Description
John Pike studied with Charles Hawthorne and Richard Miller. He lived in Jamaica from 1933 to 1938, where he worked in advertising and design and painted murals. During World War II, Pike served in the military and in 1945 transferred to the Combat Art Section of the Corps of Engineers as head of the unit recording the U.S. occupation of Korea. He made paintings in Europe, South American and Asia for the US Air Force from 1945 to 1960 as a member of the Air Force Historical Foundation. He also worked as a magazine and advertising illustrator for publications such as Colliers, Life, Fortune, True, and Readers Digest, and companies such as Alcoa, Standard Oil, and other large corporations.
From 1960 to 1979, he operated the John Pike Watercolor School in Woodstock, New York, led painting trips overseas, and marketed art supplies, instructional books and videos under the John Pike brand name.
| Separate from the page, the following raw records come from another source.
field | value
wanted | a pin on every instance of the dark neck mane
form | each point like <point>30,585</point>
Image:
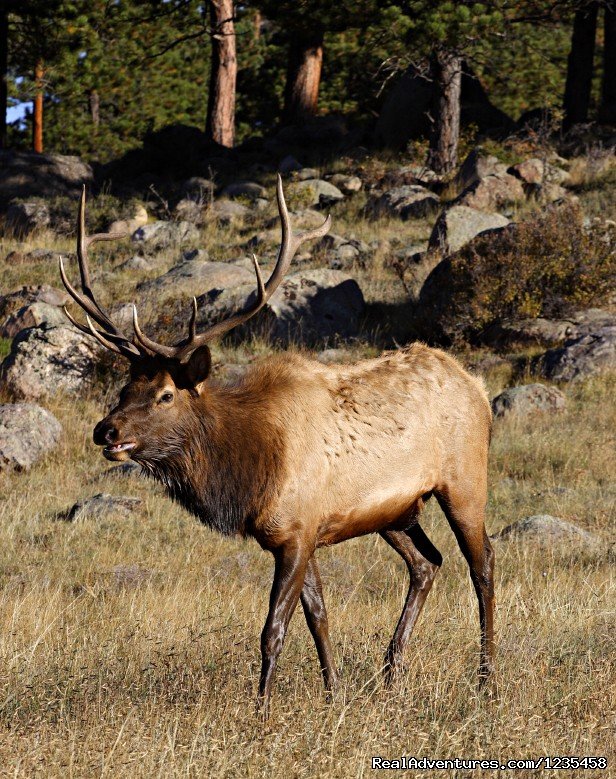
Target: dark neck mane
<point>225,465</point>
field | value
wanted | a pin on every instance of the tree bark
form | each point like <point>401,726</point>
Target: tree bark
<point>94,105</point>
<point>446,70</point>
<point>220,122</point>
<point>37,114</point>
<point>4,68</point>
<point>303,77</point>
<point>580,65</point>
<point>607,113</point>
These products are still available today. Pike was a member of the National Academy of Design, Salmagundi Club, American Watercolor Society, Society of Illustrators, among others, and accumulated many awards from these and other organizations. Pike exhibited widely during his lifetime, including 200 Years of American Watercolor at the Metropolitan Museum of Art, and his works today are in the collections of the Nelson-Atkins Museum, Butler Institute of Art, US Air Force Academy, NASA and others.